Selon l’essayiste et spécialiste des relations internationales, Hamidou Anne, l’arrivée en force de nouveaux centres culturels occidentaux propulse le Sénégal au cœur des enjeux du monde.
Le Sénégal et sa stabilité démocratique ont toujours été pensés, par le Président Senghor, comme «un lieu symbolique d’accueil et d’expérimentation de toutes les cultures». Selon l’essayiste et spécialiste des relations internationales, Hamidou Anne, l’arrivée en force de nouveaux centres culturels occidentaux propulse le Sénégal au cœur des enjeux du monde.
On a constaté ces derniers mois, l’implantation de plusieurs centres culturels occidentaux au Séné¬gal. Qu’est-ce qui pourrait expliquer, selon vous, cet engouement ?
Ce n’est pas nouveau comme phénomène, les pays occidentaux ont toujours déployé leur art de vivre à l’étranger dans les valises, notamment de leurs représentations diplomatiques.

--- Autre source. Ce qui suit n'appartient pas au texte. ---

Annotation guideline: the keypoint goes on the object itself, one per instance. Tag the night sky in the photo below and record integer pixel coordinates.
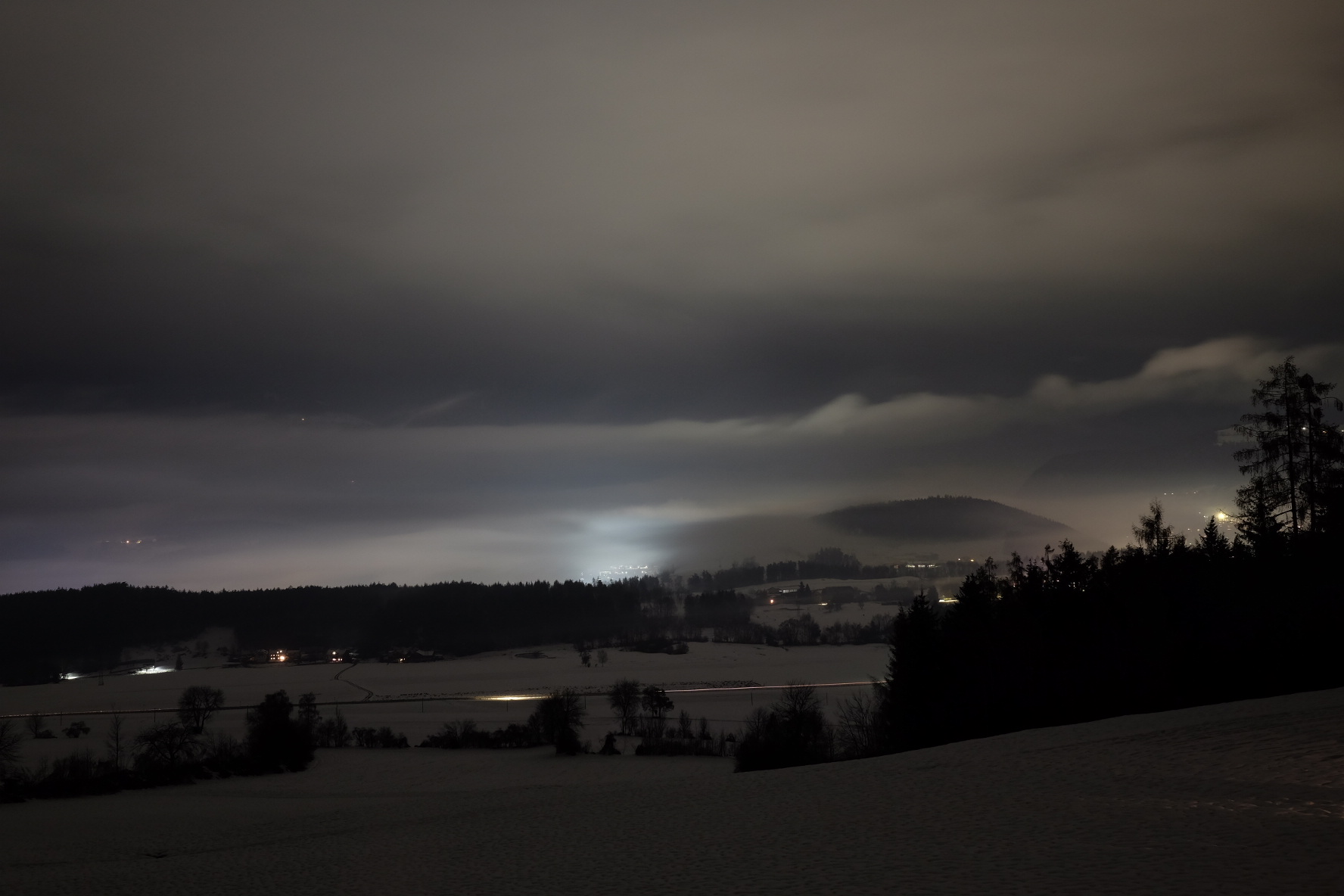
(328, 293)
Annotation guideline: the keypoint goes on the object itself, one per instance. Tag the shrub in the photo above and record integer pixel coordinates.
(332, 733)
(164, 751)
(275, 739)
(791, 733)
(557, 717)
(198, 705)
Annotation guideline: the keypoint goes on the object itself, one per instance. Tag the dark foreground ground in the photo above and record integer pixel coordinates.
(1237, 798)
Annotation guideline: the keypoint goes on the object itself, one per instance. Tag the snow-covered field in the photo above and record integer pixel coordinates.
(490, 674)
(1236, 798)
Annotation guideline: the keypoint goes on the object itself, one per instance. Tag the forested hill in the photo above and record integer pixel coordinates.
(941, 519)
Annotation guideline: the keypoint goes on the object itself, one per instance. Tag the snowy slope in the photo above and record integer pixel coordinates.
(1237, 798)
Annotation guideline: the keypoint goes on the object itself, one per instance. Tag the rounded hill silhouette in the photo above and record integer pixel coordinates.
(940, 519)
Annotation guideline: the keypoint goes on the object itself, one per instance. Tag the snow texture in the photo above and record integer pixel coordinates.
(1236, 798)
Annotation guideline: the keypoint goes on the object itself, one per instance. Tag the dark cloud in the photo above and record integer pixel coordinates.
(534, 269)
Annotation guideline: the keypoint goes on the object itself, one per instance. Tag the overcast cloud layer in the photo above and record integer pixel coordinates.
(322, 292)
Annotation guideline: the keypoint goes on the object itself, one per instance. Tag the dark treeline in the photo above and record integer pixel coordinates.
(1158, 625)
(827, 563)
(46, 633)
(170, 752)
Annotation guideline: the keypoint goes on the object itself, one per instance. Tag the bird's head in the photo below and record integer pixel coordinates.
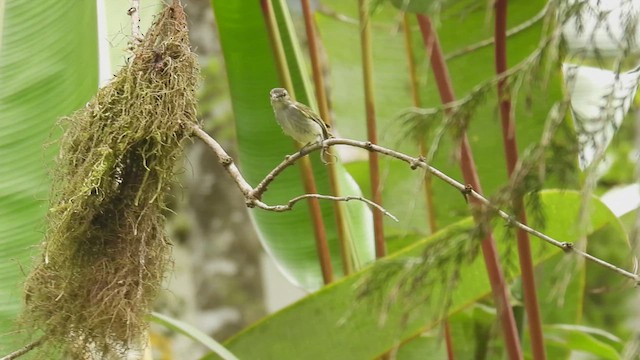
(279, 95)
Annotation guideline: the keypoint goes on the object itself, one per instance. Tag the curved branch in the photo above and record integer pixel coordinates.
(252, 194)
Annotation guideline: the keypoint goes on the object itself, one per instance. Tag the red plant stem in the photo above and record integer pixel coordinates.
(372, 136)
(318, 80)
(511, 153)
(470, 175)
(428, 187)
(319, 231)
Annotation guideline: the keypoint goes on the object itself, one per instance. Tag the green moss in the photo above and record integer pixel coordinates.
(105, 251)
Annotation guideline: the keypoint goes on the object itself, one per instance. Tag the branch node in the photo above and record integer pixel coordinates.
(226, 160)
(468, 189)
(250, 202)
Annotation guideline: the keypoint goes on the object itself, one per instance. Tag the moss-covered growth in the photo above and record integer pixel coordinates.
(105, 252)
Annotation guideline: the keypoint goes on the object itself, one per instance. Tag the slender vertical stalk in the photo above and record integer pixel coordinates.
(318, 80)
(428, 189)
(372, 136)
(134, 12)
(305, 166)
(470, 175)
(511, 153)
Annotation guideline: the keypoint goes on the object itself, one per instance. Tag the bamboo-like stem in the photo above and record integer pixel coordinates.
(426, 181)
(344, 239)
(372, 133)
(531, 306)
(319, 231)
(470, 175)
(253, 195)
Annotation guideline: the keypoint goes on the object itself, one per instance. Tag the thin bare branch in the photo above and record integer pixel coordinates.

L’Institut français, le Centre culturel américain, le Goethe institute, Aula Cervantès témoignent d’une présence longue de ces pays à Dakar et d’une volonté de transmettre et partager leurs cultures et valeurs. En revanche, ce qui est nouveau, eu égard à la nouvelle configuration de la scène internationale, c’est que de nouvelles puissances veulent aussi vendre leur culture, à travers ces outils de projection, à l’étranger, c’est ainsi que je conçois l’arrivée des Chinois, des Turcs, etc. Ce qui confirme à nouveau que la volonté d’influence à travers la langue, la culture et les valeurs, est corrélée à la prospérité économique.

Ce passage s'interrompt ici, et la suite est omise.